Cooperativity in the mechanism of malate dehydrogenase.

Abstract

Cooperativity in the catalytic mechanism of porcine cytoplasmic malate dehydrogenase (sMDH) has been a point of ongoing discussion. Though previous investigations revealed little evidence of cooperativity, chemical modification studies reported by this laboratory demonstrate that binding of cofactor or cofactor plus substrate causes the enzyme's subunits to become chemically nonidentical. Therefore, we have reexamined the enzyme's steady-state kinetic and ligand-binding properties. To aide in characterizing sMDH kinetics, activities of the native enzyme and of sMDH, which was partially inactivated by an active-site-specific reagent, were examined.
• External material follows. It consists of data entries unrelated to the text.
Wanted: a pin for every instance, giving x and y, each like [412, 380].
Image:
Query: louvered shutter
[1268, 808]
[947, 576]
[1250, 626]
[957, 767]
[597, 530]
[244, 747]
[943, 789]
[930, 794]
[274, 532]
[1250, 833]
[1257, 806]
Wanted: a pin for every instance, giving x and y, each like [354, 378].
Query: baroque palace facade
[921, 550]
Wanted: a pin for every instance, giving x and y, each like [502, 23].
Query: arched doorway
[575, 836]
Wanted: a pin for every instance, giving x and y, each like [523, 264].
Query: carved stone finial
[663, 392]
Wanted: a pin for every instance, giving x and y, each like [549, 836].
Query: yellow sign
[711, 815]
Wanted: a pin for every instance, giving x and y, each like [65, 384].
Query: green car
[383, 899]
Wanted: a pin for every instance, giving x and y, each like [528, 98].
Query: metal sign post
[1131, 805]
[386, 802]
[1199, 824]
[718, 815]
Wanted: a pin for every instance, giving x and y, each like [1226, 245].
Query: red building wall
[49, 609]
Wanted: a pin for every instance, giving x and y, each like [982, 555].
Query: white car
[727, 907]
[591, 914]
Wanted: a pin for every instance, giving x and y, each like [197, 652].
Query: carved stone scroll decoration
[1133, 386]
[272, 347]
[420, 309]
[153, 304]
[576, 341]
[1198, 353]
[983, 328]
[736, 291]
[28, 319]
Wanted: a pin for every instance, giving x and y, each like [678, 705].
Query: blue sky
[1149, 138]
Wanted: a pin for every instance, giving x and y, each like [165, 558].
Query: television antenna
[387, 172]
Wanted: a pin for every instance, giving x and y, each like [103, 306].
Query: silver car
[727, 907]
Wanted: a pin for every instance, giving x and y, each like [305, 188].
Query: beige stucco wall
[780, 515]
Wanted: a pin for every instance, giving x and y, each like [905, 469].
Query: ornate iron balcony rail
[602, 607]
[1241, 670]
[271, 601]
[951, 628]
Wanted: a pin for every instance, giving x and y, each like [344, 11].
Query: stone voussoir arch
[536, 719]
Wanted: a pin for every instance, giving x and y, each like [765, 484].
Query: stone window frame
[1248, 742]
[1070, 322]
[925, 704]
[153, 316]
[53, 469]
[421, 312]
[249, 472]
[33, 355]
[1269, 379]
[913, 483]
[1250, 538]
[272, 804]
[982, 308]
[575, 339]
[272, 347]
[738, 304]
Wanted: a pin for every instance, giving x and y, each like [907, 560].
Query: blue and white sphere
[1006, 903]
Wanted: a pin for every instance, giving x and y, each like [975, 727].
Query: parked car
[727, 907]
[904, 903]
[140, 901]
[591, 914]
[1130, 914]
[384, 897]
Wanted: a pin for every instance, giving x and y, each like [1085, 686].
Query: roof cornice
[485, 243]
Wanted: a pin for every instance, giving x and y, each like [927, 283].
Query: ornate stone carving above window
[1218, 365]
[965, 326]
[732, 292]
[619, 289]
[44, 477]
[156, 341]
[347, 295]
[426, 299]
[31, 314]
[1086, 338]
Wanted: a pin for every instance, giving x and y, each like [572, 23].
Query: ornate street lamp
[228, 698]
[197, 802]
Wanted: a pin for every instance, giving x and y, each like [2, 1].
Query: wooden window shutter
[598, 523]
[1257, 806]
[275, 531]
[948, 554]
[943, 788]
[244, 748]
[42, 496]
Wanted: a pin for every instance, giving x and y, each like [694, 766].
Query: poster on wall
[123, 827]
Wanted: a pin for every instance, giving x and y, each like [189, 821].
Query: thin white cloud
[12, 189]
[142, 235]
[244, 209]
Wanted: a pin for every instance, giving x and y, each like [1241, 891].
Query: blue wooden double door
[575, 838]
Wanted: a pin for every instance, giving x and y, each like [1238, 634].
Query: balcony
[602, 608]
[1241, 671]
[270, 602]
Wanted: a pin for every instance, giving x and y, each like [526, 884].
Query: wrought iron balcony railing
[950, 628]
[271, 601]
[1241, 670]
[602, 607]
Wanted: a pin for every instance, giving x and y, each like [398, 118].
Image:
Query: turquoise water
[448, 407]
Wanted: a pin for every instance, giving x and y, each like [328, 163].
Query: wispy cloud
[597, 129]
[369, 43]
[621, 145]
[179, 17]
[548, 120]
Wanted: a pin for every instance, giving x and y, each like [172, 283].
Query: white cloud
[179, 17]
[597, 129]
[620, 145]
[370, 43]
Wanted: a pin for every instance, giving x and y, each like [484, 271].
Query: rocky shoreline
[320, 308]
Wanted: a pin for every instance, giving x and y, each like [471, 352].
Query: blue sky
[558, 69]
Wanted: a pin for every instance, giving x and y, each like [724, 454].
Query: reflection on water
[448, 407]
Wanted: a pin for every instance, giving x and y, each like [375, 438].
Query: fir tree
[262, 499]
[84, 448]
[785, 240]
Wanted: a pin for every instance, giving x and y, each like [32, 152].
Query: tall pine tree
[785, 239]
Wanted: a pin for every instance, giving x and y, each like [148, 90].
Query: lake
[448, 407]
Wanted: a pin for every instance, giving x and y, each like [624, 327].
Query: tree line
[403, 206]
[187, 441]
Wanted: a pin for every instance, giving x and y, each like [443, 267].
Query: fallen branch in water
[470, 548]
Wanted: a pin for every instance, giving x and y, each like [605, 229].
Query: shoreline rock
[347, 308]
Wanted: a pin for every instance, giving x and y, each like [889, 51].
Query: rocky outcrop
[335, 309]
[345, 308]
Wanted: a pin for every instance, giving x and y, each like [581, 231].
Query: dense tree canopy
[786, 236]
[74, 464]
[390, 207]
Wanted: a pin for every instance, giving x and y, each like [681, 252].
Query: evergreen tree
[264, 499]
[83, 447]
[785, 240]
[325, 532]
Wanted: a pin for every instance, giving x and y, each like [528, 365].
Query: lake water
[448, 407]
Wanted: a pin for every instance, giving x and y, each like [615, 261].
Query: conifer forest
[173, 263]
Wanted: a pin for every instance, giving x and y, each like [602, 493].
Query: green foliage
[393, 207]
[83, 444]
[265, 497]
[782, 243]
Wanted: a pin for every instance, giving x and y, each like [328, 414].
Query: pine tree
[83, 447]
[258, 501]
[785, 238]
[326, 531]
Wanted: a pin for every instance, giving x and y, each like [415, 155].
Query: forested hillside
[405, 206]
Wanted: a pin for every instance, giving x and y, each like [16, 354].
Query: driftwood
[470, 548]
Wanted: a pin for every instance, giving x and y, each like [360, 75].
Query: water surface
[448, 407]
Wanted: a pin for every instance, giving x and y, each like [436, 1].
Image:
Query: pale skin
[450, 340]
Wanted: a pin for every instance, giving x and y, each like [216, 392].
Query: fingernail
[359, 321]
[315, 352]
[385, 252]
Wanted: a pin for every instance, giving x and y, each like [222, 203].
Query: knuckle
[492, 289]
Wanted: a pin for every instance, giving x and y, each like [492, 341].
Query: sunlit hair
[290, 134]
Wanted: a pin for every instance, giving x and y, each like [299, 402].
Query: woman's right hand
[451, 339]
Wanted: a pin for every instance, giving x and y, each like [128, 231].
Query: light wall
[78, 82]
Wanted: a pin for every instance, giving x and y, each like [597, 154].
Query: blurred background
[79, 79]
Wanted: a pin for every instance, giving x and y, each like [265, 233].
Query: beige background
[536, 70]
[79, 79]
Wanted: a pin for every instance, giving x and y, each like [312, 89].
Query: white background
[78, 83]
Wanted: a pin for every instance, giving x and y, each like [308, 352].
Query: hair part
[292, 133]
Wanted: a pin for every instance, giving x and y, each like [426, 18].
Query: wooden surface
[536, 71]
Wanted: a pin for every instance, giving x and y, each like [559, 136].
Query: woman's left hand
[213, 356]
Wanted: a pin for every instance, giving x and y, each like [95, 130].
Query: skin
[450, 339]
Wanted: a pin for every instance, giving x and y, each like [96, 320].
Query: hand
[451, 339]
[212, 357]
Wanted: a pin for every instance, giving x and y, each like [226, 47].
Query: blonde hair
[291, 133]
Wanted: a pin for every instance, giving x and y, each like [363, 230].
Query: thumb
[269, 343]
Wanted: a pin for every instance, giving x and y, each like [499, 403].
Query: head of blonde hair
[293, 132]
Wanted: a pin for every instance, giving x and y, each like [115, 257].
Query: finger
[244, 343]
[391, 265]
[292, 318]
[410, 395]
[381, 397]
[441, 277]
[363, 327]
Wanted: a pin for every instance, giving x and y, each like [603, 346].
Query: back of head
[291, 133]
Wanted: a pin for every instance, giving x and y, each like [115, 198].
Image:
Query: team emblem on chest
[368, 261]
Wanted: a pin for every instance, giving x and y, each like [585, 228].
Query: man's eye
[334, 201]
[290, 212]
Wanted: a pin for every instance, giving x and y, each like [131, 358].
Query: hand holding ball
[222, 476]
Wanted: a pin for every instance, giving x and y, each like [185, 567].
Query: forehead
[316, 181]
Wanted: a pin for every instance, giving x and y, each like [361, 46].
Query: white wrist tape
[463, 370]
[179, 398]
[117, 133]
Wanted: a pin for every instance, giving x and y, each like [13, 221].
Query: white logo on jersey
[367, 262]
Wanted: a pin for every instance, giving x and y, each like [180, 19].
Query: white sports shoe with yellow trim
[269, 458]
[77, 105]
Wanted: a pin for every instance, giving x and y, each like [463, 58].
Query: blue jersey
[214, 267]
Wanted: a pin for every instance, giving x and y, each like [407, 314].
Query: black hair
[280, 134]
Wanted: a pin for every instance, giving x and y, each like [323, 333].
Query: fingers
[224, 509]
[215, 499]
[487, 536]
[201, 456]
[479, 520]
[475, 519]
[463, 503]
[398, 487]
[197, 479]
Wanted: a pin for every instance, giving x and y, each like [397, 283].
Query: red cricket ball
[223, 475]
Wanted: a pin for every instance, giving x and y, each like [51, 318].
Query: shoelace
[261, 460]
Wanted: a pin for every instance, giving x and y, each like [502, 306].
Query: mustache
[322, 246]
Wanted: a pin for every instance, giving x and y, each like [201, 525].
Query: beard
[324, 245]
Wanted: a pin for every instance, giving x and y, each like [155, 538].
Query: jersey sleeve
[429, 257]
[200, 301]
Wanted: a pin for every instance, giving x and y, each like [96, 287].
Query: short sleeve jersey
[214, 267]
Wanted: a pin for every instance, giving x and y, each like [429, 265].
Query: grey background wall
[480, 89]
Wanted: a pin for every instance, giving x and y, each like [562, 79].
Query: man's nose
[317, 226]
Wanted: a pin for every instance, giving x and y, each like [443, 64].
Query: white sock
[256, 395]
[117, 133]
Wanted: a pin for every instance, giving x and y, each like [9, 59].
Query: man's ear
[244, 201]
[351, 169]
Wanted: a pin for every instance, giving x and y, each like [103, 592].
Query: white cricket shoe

As expected for a negatively cooperative enzyme, steady-state kinetics (at pH 8.0, the pH optimum of the enzyme) are characterized by concave Eadie-Hofstee plots. Further, qualitative as well as quantitative results from partially inactivated sMDH strongly support negative cooperativity and eliminate many alternative mechanisms. Finally, results from equilibrium binding experiments are consistent with cytoplasmic malate dehydrogenase binding NADH in a negatively cooperative manner. Together, these results indicate that cytoplasmic malate dehydrogenase acts as a negatively cooperative enzyme.